Eventually, I came to my senses and ran to my mother. She scooped me up into her harms and quickly took me to the kitchen sink, where she ran cool water over my fingers for a long time. It felt SO good. She then carefully applied a wonderful healing balm that may have come via Auntie Florence’s new discovery of a miracle cure—freshly cut Aloe Vera. Then came swathing bandages of clean, bright white gauze and, happily, cuddles from my auntie and consolation (not shaming or rebuke) from my mom.

When the prodigal son finally ventured home after being burnt on his own self-centeredness, he did not find what he expected. He did not need to plead for pity or a servant’s quarters. He had disowned his father, but his father never disowned him. He discovered the joy of his father’s arms who ran to him while he was still a long way off.

This is the truth of Abba that Jesus came to show us. The God we imagined in our guilt and shame was a slanderous misrepresentation, an idol constructed of human fear. The son not only recovered his place in his father’s house—his broken image of Dad was also repaired and he was reconciled to his father’s welcoming arms. No need to run, no need to hide, no need to fear.

Human compassion for little Adam, little Eve and little Bradley says, “Don’t hide from Mom! Run to her as quickly as you can!” And while Jesus’ first listeners were scandalized by Jesus’ forgiving Father, we know enough to say, “Don’t hide from Papa! Run to him as quickly as you can!” And then, even in the first impulse to head home, we find God is already running to us—living water, aloe gel, clean gauze and a warm embrace ready to give.

Epilogue

Does it offend us that Jesus issued frightening warnings about the consequences of our rebellion? When we are rushing into destruction, is it enough that he said, “Woe to you! This insanity will be the death of you!”? Do we always have to repeat the error of inferring that parental warnings make him an angry and punitive ogre?

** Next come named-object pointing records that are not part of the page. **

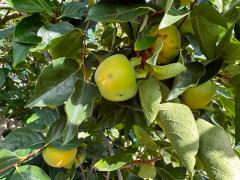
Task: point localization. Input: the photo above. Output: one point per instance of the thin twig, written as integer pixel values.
(84, 46)
(184, 19)
(84, 177)
(22, 159)
(111, 152)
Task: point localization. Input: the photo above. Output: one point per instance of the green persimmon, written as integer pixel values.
(199, 96)
(171, 43)
(115, 78)
(58, 157)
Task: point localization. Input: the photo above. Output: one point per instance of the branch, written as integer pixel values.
(84, 47)
(22, 159)
(139, 161)
(111, 152)
(10, 17)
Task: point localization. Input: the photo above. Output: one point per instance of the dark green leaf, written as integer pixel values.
(22, 138)
(195, 70)
(26, 29)
(116, 11)
(2, 78)
(6, 32)
(147, 171)
(67, 45)
(144, 41)
(31, 6)
(55, 83)
(79, 107)
(167, 71)
(29, 172)
(20, 52)
(205, 31)
(180, 127)
(144, 138)
(53, 31)
(112, 163)
(111, 119)
(150, 97)
(216, 153)
(75, 10)
(42, 119)
(7, 158)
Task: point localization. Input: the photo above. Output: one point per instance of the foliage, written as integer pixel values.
(50, 50)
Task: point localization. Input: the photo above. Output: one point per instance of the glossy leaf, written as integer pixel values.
(20, 52)
(26, 29)
(144, 138)
(7, 158)
(75, 10)
(112, 163)
(67, 45)
(55, 83)
(167, 71)
(28, 172)
(79, 107)
(179, 125)
(206, 33)
(190, 77)
(147, 171)
(41, 119)
(150, 98)
(115, 11)
(2, 78)
(22, 138)
(216, 153)
(31, 6)
(53, 31)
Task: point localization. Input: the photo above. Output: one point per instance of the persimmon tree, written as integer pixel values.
(114, 89)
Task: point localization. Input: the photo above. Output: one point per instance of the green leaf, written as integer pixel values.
(55, 83)
(205, 31)
(172, 16)
(26, 29)
(112, 163)
(168, 172)
(195, 70)
(150, 98)
(31, 6)
(67, 45)
(2, 78)
(6, 32)
(75, 10)
(116, 11)
(7, 158)
(153, 59)
(144, 41)
(111, 119)
(20, 52)
(167, 71)
(212, 15)
(179, 125)
(41, 119)
(147, 171)
(216, 153)
(22, 138)
(29, 172)
(79, 107)
(56, 130)
(53, 31)
(144, 138)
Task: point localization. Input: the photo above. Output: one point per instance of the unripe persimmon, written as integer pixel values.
(58, 157)
(115, 78)
(199, 96)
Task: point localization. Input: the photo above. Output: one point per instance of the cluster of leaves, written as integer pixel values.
(57, 45)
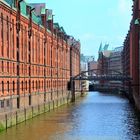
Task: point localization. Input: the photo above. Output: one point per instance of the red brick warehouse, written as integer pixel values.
(34, 56)
(131, 53)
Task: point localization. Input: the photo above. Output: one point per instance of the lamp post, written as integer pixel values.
(137, 23)
(18, 51)
(29, 49)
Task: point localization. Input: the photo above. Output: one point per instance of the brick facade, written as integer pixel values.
(34, 61)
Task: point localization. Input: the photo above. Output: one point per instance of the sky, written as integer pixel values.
(92, 21)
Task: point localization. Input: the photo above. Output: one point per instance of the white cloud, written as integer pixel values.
(124, 6)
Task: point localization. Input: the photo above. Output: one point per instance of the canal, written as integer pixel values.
(97, 116)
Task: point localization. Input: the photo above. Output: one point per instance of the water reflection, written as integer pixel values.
(97, 116)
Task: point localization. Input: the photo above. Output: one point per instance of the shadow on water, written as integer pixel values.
(97, 116)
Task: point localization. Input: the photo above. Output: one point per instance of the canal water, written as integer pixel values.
(97, 116)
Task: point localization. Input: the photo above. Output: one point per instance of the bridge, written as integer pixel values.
(98, 75)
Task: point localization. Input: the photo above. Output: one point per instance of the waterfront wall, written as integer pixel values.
(34, 62)
(14, 117)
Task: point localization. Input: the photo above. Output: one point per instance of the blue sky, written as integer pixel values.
(93, 21)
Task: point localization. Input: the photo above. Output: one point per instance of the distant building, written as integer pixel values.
(115, 59)
(115, 63)
(84, 67)
(103, 58)
(92, 65)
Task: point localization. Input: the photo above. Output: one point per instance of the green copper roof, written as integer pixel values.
(10, 2)
(100, 48)
(23, 6)
(43, 11)
(56, 25)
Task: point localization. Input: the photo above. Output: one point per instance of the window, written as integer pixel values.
(22, 86)
(33, 85)
(39, 85)
(8, 86)
(7, 36)
(2, 66)
(13, 41)
(2, 35)
(26, 85)
(2, 87)
(36, 85)
(13, 86)
(2, 104)
(8, 67)
(8, 103)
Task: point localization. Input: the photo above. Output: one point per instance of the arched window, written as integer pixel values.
(39, 85)
(22, 86)
(36, 85)
(26, 85)
(2, 87)
(33, 85)
(8, 86)
(42, 84)
(13, 86)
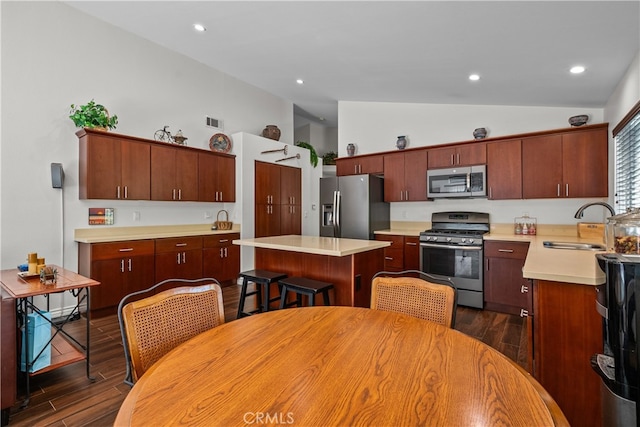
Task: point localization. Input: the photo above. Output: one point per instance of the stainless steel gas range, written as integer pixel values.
(453, 249)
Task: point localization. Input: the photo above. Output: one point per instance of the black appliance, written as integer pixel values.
(616, 302)
(453, 249)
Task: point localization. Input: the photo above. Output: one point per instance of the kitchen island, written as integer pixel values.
(347, 263)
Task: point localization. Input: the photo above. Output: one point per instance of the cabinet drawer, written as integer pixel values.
(219, 240)
(393, 257)
(397, 242)
(128, 248)
(499, 249)
(173, 244)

Or do you think he should have said, “Look, it’s really no big deal. In the end, you’ll find your way back home, I’ll forgive your sins and heal your wounds, and all will be well.” Well, he often does hint at exactly that (as in the parable) … but I will leave you with these principles of interpreting divine warnings:

  • The One issuing them is your loving heavenly Father, who’s agenda is your protection and restoration. He’s not a retributive tyrant king. He’s your loving Abba.
  • The warnings are not threats of that God will harm you. In love, his dramatic and hyperbolic warnings are not a measure of how angry he will be, but of how dangerous our defiance can be to ourselves and to others.
  • The warnings that end in judgment are stern because the judgment intrinsic to our sin can be truly terrible. But even if that’s how the warning ends, that’s not how the story ends. “Mercy triumphs over judgement.” It’s just that God’s heart for us is not judgement at all. He’d rather we heed the warnings and experience fullness of life now.